I tuned out the conversation and reasoned with the Lord. Yes, I know I said I had forgiven him, but did he really deserve my forgiveness? After all, he had never apologized for breaking my heart, nor had he asked me to forgive him.


I knew I had a choice: would I be obedient and speak, or would I remain silent?


I interrupted my ex-husband and blurted out that I had forgiven him. As the words left my mouth, I felt relief and a sweet peace. My ex said nothing; he looked stunned and tears had pooled in his eyes. In a soft voice he told me I had no idea what my words - my forgiveness - meant to him. He visibly exhaled. Moments later our conversation was interrupted; we exchanged farewells, and even a quick hug. As I walked away, I knew the forgiveness was for my benefit, not his.

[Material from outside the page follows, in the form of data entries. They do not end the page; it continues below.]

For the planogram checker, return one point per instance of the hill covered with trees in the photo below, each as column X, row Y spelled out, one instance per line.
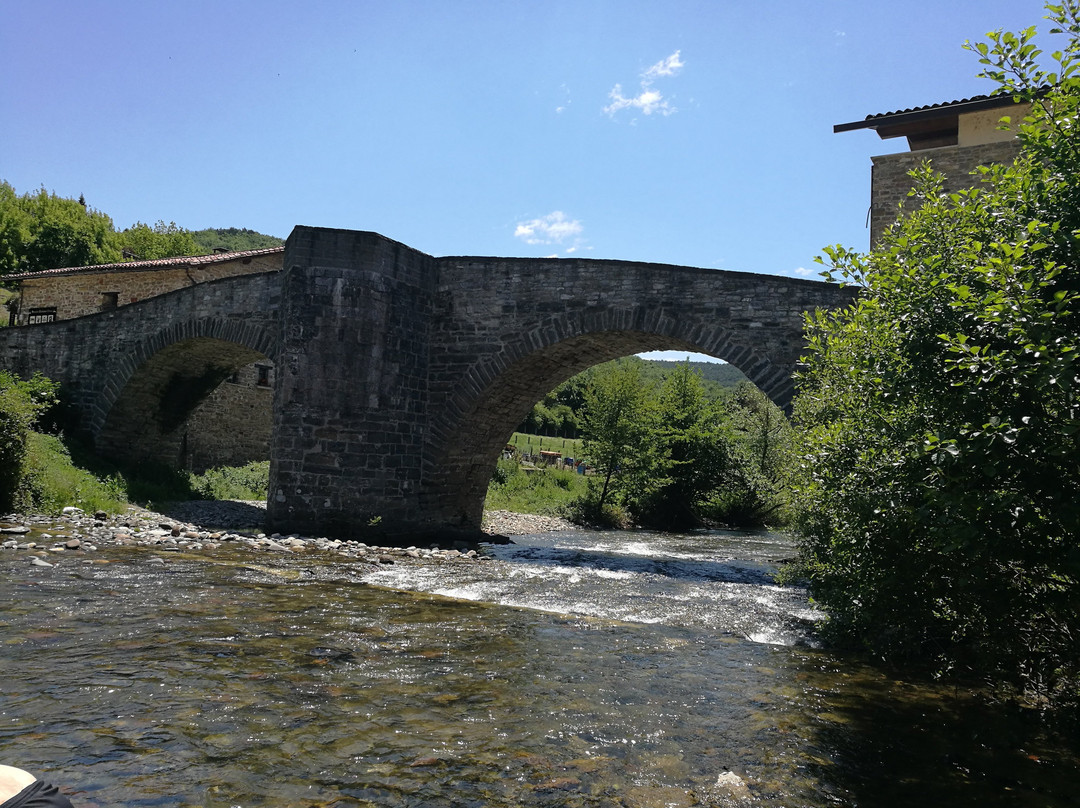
column 41, row 230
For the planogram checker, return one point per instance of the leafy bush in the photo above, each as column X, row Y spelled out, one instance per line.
column 22, row 403
column 547, row 490
column 233, row 482
column 936, row 510
column 52, row 482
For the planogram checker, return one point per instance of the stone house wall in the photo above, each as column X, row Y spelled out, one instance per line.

Honestly, saying the words “I forgive you” was the easiest part of forgiving him. Bitterness had taken root in my life. I had to learn to take negative thoughts captive. I had to cease keeping score of his wrongdoings. I had to stop voicing his shortcomings. And, I had to stop playing the he-done-me-wrong card.


Forgiveness isn’t always easy or instant, but is a choice. Forgiveness renders anger powerless and brings healing to a wounded heart. The Lord commands me to forgive others, and to forgive repeatedly. As a follower of Christ, I have received God’s grace and mercy. I am forgiven for my past, present and future sins.


I choose to forgive because I am forgiven.